There was little to tell passers-by of the significance of the street corner opposite me, just a modest plaque set in the wall at ground level with a message that read: ‘From this place on 28 June 1914 Gavrilo Princip assassinated the heir to the Austro-Hungarian throne Franz Ferdinand and his wife Sofia.’ The neutrality of the wording jarred as I set off on the last leg of my trip.

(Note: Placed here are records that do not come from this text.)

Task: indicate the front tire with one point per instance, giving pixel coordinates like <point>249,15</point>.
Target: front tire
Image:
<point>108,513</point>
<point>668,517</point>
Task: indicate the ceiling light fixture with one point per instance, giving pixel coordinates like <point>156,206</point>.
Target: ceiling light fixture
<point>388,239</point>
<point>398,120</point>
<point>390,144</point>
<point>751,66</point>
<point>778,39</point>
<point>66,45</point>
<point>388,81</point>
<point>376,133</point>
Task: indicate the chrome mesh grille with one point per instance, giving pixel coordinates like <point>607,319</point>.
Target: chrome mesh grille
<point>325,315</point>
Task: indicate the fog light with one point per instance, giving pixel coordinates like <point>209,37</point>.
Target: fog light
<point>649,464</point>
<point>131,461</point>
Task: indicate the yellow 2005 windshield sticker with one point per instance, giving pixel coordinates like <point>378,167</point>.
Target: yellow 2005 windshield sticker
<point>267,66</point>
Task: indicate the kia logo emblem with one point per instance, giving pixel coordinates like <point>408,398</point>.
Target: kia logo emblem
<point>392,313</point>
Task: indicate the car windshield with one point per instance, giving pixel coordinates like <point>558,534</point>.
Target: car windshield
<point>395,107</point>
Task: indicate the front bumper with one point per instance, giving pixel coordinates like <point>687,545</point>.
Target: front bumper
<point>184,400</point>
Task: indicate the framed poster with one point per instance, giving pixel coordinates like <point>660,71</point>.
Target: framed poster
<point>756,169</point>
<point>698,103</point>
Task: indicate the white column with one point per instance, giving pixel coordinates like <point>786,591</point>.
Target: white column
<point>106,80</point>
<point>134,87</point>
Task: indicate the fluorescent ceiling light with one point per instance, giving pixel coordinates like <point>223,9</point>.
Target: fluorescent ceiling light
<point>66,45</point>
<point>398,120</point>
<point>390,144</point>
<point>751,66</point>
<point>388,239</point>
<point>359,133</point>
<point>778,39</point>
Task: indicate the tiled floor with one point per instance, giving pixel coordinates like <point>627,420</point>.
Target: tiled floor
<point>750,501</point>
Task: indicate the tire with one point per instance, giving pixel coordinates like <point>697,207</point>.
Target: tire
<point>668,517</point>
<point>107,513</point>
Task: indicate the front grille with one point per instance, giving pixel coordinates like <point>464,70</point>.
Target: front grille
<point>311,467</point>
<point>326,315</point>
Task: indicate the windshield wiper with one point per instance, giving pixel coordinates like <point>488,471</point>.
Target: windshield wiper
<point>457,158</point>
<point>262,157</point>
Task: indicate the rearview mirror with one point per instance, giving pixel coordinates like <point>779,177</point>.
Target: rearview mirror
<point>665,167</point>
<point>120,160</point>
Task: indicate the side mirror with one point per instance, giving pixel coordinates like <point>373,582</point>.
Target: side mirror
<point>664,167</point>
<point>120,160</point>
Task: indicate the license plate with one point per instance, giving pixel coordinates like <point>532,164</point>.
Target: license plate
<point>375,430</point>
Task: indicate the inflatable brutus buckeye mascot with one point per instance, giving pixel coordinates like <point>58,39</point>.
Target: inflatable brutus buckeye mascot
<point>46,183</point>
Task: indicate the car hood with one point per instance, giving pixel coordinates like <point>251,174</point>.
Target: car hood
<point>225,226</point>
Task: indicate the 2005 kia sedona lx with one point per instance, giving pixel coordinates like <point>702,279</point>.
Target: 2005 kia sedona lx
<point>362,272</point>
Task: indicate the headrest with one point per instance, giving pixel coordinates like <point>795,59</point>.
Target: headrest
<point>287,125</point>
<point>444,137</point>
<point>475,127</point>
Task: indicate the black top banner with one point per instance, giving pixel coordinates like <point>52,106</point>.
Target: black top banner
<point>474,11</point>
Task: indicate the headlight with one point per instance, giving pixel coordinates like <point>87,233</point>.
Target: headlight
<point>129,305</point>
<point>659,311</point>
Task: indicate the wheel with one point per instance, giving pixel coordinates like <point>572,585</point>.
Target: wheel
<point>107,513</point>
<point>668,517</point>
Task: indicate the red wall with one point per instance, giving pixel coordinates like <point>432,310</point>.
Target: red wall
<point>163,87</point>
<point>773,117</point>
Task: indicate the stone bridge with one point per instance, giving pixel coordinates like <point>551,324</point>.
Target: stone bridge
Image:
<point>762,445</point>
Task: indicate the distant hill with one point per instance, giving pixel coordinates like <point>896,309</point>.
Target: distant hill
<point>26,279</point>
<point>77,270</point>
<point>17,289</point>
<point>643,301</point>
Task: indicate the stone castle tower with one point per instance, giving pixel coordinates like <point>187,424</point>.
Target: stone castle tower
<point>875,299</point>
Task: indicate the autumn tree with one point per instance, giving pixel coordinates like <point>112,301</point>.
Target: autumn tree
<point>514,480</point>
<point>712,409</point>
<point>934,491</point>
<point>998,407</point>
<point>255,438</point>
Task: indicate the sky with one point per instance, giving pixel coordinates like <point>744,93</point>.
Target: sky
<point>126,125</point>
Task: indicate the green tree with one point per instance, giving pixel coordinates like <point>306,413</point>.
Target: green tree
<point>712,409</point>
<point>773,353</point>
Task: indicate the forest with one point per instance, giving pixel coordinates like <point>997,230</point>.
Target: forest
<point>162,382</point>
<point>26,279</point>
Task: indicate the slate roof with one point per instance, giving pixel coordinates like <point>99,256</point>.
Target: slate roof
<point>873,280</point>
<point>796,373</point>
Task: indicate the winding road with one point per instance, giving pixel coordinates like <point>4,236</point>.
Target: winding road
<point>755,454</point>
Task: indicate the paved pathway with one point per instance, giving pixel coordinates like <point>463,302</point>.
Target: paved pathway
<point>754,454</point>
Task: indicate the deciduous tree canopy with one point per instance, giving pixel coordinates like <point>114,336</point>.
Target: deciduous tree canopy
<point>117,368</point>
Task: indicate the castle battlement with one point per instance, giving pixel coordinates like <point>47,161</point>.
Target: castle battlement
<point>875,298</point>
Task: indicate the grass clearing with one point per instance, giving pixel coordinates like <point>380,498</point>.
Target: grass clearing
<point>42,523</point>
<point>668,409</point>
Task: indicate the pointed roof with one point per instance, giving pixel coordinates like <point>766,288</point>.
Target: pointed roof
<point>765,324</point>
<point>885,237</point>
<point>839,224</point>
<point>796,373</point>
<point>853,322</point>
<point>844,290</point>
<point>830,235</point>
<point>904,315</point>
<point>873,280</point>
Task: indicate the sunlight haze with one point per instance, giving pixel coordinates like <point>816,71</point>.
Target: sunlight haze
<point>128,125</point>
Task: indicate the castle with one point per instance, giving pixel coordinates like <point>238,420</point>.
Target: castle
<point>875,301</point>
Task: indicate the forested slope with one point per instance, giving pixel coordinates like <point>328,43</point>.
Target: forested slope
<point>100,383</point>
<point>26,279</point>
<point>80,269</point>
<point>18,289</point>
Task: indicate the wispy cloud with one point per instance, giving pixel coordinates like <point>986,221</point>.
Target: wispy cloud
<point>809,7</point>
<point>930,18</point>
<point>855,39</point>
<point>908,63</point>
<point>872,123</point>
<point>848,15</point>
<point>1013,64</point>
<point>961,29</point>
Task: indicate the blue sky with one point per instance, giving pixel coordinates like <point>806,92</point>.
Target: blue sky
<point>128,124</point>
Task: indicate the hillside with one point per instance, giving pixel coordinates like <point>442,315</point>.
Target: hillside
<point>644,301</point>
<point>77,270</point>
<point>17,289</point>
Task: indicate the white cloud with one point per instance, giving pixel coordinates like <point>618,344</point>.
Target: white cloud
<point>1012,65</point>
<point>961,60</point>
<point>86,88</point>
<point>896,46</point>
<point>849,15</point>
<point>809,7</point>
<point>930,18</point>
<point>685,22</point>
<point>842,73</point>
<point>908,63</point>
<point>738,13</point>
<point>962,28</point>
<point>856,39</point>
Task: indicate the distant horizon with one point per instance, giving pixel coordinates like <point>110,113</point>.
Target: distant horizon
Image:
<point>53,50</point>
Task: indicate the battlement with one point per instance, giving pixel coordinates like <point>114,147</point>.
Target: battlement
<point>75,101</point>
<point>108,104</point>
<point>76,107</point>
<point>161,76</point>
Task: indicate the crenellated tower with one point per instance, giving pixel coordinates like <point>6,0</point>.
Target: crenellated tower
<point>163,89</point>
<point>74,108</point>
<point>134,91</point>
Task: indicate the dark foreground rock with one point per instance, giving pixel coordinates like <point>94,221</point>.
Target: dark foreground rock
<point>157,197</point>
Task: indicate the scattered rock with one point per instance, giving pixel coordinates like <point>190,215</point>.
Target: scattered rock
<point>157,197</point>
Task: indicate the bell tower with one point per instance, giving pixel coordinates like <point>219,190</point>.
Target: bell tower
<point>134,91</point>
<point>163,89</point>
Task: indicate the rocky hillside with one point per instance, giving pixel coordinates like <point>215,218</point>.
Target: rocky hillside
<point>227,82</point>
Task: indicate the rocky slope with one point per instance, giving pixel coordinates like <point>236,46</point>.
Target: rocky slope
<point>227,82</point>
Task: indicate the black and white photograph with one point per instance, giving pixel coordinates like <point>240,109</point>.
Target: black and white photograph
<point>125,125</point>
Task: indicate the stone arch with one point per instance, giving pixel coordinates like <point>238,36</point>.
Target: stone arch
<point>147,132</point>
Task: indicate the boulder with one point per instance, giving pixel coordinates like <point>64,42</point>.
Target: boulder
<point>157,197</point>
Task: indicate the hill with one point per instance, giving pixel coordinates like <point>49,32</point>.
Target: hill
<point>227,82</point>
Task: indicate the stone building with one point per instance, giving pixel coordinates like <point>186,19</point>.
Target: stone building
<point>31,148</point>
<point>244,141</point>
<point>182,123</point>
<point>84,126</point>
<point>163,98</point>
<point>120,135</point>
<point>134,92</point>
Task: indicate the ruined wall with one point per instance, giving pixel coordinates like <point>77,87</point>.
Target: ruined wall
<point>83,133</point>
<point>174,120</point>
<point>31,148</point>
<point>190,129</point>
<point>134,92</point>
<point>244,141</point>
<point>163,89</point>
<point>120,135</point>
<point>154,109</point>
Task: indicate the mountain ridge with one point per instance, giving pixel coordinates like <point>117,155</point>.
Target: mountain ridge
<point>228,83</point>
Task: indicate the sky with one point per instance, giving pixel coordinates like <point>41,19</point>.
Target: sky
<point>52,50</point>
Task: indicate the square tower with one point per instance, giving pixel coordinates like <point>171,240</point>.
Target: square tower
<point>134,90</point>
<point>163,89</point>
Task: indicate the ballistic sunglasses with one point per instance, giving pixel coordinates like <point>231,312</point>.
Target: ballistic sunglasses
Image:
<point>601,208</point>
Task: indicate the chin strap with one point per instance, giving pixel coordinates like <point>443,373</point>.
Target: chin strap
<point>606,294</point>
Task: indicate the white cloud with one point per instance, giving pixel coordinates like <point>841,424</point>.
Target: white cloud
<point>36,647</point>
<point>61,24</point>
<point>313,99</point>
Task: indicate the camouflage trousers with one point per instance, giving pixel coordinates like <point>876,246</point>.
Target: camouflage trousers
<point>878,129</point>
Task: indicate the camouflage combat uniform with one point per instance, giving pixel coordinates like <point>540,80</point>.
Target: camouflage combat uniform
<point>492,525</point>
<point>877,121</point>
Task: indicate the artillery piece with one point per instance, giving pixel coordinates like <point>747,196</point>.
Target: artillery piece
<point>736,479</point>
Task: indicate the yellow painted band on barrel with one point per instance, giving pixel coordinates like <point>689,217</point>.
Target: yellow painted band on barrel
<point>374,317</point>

I knew exactly where I was going. I started along what used to be Franz Joseph Street, the road that begins at the corner where the Moritz Schiller café once stood and is today called Green Berets Street, in honour of fighters who protected Sarajevo during the war of the 1990s. My route then took me across Ferhadija, the pedestrian avenue linking old Ottoman Sarajevo to the new city shaped by Austria–Hungary. It was a street Princip used as a schoolboy on his daily walk to the Merchants’ School. Today it bears scars still livid from the siege, memorial stones to Sarajevans killed by Bosnian Serb shells.
On I walked, nearing the end of a journey that had rumbled over the frets of history. It had taken me from Obljaj through parts so wild they are still roamed by wolves; into archives in Sarajevo missed by observers for whom Princip remained only a half-formed, incidental figure; through a land where the twentieth century’s most influential political force – nationalism – had shown its power both to unite and to divide. Through the course of the journey, and with the help of Arnie, Mile, Džile and many others, I had been able to strip away the filters of history that can obscure the outsider’s view of the Balkans, bringing into focus my mental picture of the young man whose actions led to the First World War. And the journey had gone far beyond the story of an individual, touching a region that cast more than one shadow over world history. I had passed through the same mountains where Tito wooed the West, trapping the south Slavs for decades on the communist side of the Iron Curtain, and had trudged through the killing fields of Srebrenica that brought about NATO’s coming of age and drove others to jihad.